21 de novembro de 2007

Procurando o meu Princípio e Fundamento

Com tudo o que de bom a minha vida possa ter, estando eu a viver em Braga, o que me faz estar aqui a estudar… Filosofia… na Universidade Católica?

O que desejo para a minha vida? Que sentido lhe quero dar? Questiono-me a fim de não me perder com o que, no fundo de mim, considero secundário, mas que por vezes, tendo a esquecer! Perdendo o centro… sei que resvalo. Não é tanto pelo receio de cair, que também tenho, mas por temer desencontrar-me com o sentido no meu existir.

A resposta mais verdadeira que posso receber vem da relação com Deus.

Não quero desviar o meu olhar do Teu! Aí encontro-me. Contigo, sou. Com mais ninguém consigo ser eu, apenas aparência de mim. Contudo, a Teu lado, não quero ser outro, senão eu, uma vez que reconheço-me mesmo Amado por Ti, como eu sou.

Agora, focado na relação conTigo, relembrando-me do que me faz estar em Braga, posso ir tomar o pequeno-almoço com serenidade, e deixar escapar uma gargalhada interior. Só sou peregrino quando sei para onde vou!

Onde me queres levar, Senhor? Seguindo-Te, não me poderei perder (Diário Espiritual Sto Inácio Loyola)

16 de novembro de 2007

Sugestão de leitura II


Livro: "Rezar com o Padre Arrupe"
Selecção e adaptação: José A. García, S.J.
Colaboração: Ignacio Iglesias sj, Veridiano Léon sj
Editorial A.O. – Braga
ISBN 978-972-39-0680-6

Neste livro recolhem-se orações do P. Pedro Arrupe, S.J., que foi Superior Geral da Companhia de Jesus entre 1965 e 1983. Não se trata de textos para ler, mas de ajudas para rezar, ao jeito do P. Arrupe, com simplicidade, confiança filial, naturalidade, quase como quem respira. Nada há de artificial nestas orações. Brotam da vida, elevam-se a Deus com toda a confiança e voltam à vida quotidiana, na certeza de terem sido atendidas. É assim a oração dos grandes orantes. Era assim a oração do P. Arrupe...

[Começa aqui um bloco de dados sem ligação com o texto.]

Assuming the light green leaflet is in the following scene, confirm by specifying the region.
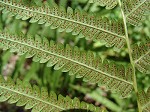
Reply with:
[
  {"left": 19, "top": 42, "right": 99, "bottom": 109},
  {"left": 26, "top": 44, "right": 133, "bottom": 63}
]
[
  {"left": 138, "top": 88, "right": 150, "bottom": 112},
  {"left": 89, "top": 0, "right": 118, "bottom": 9},
  {"left": 133, "top": 38, "right": 150, "bottom": 74},
  {"left": 0, "top": 75, "right": 103, "bottom": 112},
  {"left": 0, "top": 0, "right": 126, "bottom": 50},
  {"left": 122, "top": 0, "right": 150, "bottom": 26},
  {"left": 0, "top": 32, "right": 133, "bottom": 97}
]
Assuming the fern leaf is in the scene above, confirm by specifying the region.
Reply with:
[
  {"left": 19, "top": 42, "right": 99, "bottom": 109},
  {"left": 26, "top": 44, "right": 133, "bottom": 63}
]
[
  {"left": 0, "top": 76, "right": 102, "bottom": 112},
  {"left": 0, "top": 30, "right": 133, "bottom": 97},
  {"left": 0, "top": 0, "right": 126, "bottom": 49},
  {"left": 89, "top": 0, "right": 118, "bottom": 9},
  {"left": 133, "top": 39, "right": 150, "bottom": 74},
  {"left": 122, "top": 0, "right": 150, "bottom": 26},
  {"left": 138, "top": 88, "right": 150, "bottom": 112}
]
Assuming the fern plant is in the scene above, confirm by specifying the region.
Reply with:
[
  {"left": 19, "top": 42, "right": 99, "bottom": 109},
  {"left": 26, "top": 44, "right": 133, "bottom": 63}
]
[{"left": 0, "top": 0, "right": 150, "bottom": 112}]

(texto retirado de www.webboom.pt)

14 de novembro de 2007

Hoje é dia de festa

Pedro Arrupe nasceu em Bilbau a 14 de Novembro de 1907, ou seja, há precisamente cem anos. Em 1923 partiu para Madrid onde estudou Medicina. Em Janeiro de 1927 entrou no Noviciado da Companhia de Jesus em Loyola, terra natal do fundador desta ordem religiosa, Sto. Inácio. Depois de alguns anos de formação em filosofia e teologia na Bélgica, Holanda e Estados Unidos, foi destinado à missão do Japão, para onde partiu em 1938. Durante 27 anos trabalhou neste país do Oriente. Aqui desempenhou vários cargos desde pároco, a mestre de noviços até provincial. Durante 33 dias foi preso sob suspeita de espionagem, viveu a primeira bomba atómica da história da humanidade, percorreu o mundo a contar a sua experiência e em 1965 foi eleito 28.º Superior Geral da Companhia de Jesus, cargo que exerceu até as forças o traírem no verão de 1981. Viveu uma década de limitação e doença até à sua morte em Roma no dia 5 de Fevereiro de 1991.

Não é certamente pelos seus 18 anos como Geral que aqui o recordamos, nem certamente pelo trabalho infatigável no Japão, nem ainda pelo seu desejo profundo de acabar com as injustiças no mundo. Arrupe foi muito mais. Evocamos o homem optimista, agarrado a uma esperança tão firme que nem a maior bomba da humanidade pôde afectar. O seu sorriso, que brotava atrevidamente nas adversidades, é o maior testemunho do seu jeito de caminhar. O seu segredo, esse não oferece dúvidas, “foi o meu ideal desde que entrei na Companhia, foi e continua a ser o meu caminho, foi e será sempre a minha força. Tirem Cristo da minha vida e tudo desabará como um corpo a que se retirasse o esqueleto, o coração e a cabeça.” Todavia não é Arrupe o protagonista desta história: é Jesus!

13 de novembro de 2007

Sugestão de leitura


LAMET, Pedro Miguel, "Pedro Arrupe - O polémico superior-geral dos Jesuítas. Da bomba de Hiroshima à crise do pós-Concílio", Braga/Coimbra, A.O./Tenacitas, 2005.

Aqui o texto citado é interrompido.